We think you need these skills to ace Research Assistant/Associate in Data-driven Control and Optimisation for Energy Systems
Some tips for your application 🫡
Tailor Your Application: Make sure to customise your application to highlight your experience in model predictive control and robust control methods. We want to see how your skills align with the project’s goals, so don’t hold back on showcasing relevant projects or research!
Show Off Your Programming Skills: Since strong programming skills are a must, be sure to mention your proficiency in Julia, MATLAB, C/C++, or Python. We love seeing examples of your coding work, so if you have any projects or contributions to open-source software, include those too!
Highlight Your Collaborative Spirit: This role involves working closely with various partners, so let us know about your experience in multidisciplinary teams. Share specific examples of how you’ve collaborated effectively in the past, especially in research settings.
Keep It Professional Yet Engaging: While we appreciate a friendly tone, remember to maintain professionalism in your written application. Present your findings clearly and concisely, as if you were preparing for a conference presentation. And don’t forget to apply through our website!

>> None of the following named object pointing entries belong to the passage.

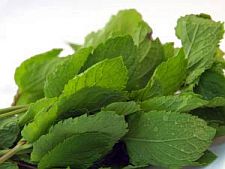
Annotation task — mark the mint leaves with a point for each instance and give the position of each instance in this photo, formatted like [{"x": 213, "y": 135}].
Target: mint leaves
[
  {"x": 173, "y": 133},
  {"x": 123, "y": 99}
]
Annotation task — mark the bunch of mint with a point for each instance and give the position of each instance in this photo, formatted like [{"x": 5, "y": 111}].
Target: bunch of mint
[{"x": 122, "y": 100}]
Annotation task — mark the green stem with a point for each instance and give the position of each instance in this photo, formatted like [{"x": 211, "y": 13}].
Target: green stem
[
  {"x": 22, "y": 110},
  {"x": 13, "y": 151},
  {"x": 9, "y": 109}
]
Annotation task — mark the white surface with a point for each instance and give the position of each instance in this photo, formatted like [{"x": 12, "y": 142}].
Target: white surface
[{"x": 28, "y": 27}]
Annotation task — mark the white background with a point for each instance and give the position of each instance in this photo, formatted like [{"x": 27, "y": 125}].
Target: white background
[{"x": 28, "y": 27}]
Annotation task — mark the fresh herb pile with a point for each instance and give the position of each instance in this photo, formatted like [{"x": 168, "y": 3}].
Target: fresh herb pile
[{"x": 122, "y": 100}]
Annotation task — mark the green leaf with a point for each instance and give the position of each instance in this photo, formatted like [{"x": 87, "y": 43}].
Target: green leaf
[
  {"x": 215, "y": 117},
  {"x": 104, "y": 74},
  {"x": 31, "y": 74},
  {"x": 167, "y": 78},
  {"x": 8, "y": 165},
  {"x": 123, "y": 108},
  {"x": 114, "y": 47},
  {"x": 169, "y": 50},
  {"x": 9, "y": 131},
  {"x": 140, "y": 62},
  {"x": 78, "y": 151},
  {"x": 75, "y": 46},
  {"x": 90, "y": 90},
  {"x": 200, "y": 38},
  {"x": 206, "y": 159},
  {"x": 217, "y": 102},
  {"x": 180, "y": 103},
  {"x": 150, "y": 55},
  {"x": 57, "y": 79},
  {"x": 211, "y": 85},
  {"x": 167, "y": 139},
  {"x": 105, "y": 122},
  {"x": 125, "y": 22},
  {"x": 40, "y": 105}
]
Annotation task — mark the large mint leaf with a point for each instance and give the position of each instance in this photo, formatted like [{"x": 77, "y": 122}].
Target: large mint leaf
[
  {"x": 150, "y": 55},
  {"x": 123, "y": 108},
  {"x": 78, "y": 151},
  {"x": 140, "y": 61},
  {"x": 167, "y": 139},
  {"x": 211, "y": 85},
  {"x": 200, "y": 37},
  {"x": 167, "y": 78},
  {"x": 57, "y": 79},
  {"x": 31, "y": 74},
  {"x": 180, "y": 103},
  {"x": 9, "y": 131},
  {"x": 105, "y": 122},
  {"x": 125, "y": 22},
  {"x": 89, "y": 91},
  {"x": 104, "y": 74},
  {"x": 40, "y": 105},
  {"x": 8, "y": 165},
  {"x": 215, "y": 117}
]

How to prepare for a job interview at Imperial College London
✨Know Your Stuff
Make sure you brush up on your knowledge of model predictive control and robust control techniques. Be ready to discuss your previous research and how it relates to the role, especially any experience with data-driven methods or numerical optimisation.
✨Show Off Your Programming Skills
Since strong programming skills are a must, be prepared to talk about your experience with Julia, MATLAB, C/C++, or Python. You might even want to bring examples of your code or projects to demonstrate your proficiency.
✨Prepare for Collaboration Questions
Given the collaborative nature of this role, think about your past experiences working in multidisciplinary teams. Be ready to share specific examples of how you contributed to team success and supported junior researchers.
✨Practice Your Presentation Skills
You'll need to present your findings clearly, so practice explaining complex concepts in simple terms. Consider doing a mock presentation to a friend or colleague to get feedback on your clarity and engagement.